Los obispos hicieron un fuerte llamado al Gobierno Nacional para que asigne recursos adecuados y suficientes al área de discapacidad, al considerar que se trata de “un deber ético, una exigencia de justicia y un acto de humanidad”. A la vez, lamentaron el “desconocimiento y desinterés” por parte de muchos sectores hacia esta problemática, y reclamaron evitar discursos que agravan la exclusión.
“Frente al dolor y la angustia de tantos hermanos concretos deberían evitarse actitudes y expresiones que lastiman, esos lenguajes despreciativos, por momentos no exentos de crueldad, que atentan contra la unidad que tanto necesitamos como pueblo”, afirmaron los firmantes del texto.

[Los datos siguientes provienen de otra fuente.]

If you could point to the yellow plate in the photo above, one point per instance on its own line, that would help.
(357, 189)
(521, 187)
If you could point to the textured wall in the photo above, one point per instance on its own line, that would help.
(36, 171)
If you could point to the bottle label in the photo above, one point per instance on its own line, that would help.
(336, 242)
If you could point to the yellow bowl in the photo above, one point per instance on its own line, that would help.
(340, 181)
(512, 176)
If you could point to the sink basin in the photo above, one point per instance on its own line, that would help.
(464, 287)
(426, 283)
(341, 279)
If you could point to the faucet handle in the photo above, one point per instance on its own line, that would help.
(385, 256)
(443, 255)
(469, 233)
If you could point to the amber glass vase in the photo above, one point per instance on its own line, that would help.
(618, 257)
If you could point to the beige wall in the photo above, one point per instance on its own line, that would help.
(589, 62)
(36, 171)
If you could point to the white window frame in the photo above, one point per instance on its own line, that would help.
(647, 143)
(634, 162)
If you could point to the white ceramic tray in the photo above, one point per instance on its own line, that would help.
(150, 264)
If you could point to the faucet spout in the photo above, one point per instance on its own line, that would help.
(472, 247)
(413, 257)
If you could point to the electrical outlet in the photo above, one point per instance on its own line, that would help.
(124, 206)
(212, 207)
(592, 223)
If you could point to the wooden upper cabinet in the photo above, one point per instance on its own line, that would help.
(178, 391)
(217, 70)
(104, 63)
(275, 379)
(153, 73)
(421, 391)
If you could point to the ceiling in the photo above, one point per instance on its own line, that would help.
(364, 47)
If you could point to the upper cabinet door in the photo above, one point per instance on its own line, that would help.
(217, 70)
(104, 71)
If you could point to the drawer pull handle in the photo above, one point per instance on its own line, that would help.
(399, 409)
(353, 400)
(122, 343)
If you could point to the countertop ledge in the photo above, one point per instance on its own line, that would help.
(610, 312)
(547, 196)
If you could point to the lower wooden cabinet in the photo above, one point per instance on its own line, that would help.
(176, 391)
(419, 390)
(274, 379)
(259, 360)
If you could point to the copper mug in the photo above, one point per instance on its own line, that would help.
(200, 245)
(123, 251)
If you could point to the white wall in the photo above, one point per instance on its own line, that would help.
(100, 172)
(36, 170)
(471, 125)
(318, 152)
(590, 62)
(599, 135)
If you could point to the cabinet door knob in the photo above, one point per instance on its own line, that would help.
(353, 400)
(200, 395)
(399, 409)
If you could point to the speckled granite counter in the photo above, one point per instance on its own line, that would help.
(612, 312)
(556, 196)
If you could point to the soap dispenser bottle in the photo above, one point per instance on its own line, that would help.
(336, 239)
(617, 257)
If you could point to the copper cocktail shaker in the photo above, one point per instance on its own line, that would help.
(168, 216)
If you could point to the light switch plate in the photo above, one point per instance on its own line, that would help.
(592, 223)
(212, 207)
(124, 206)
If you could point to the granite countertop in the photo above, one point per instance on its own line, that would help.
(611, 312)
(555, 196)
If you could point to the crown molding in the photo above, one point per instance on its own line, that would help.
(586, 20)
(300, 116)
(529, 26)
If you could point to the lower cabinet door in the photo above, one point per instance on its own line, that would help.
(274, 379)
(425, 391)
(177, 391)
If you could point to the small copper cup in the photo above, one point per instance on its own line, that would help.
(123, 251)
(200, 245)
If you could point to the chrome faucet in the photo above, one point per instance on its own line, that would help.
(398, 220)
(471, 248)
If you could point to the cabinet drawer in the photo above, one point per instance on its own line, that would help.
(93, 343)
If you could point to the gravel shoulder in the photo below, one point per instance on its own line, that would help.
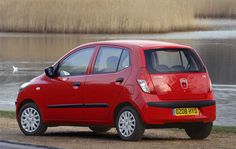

El comunicado fue suscripto por Monseñor Marcelo Colombo (presidente de la CEA), el cardenal Ángel Rossi SJ, Monseñor César Fernández y Monseñor Raúl Pizarro, quienes se pusieron a disposición para colaborar en todo lo que sea útil desde su lugar de servicio.
Finalmente, encomendaron a la Virgen de Luján el compromiso de la sociedad y del Estado para salir al encuentro de los que más sufren.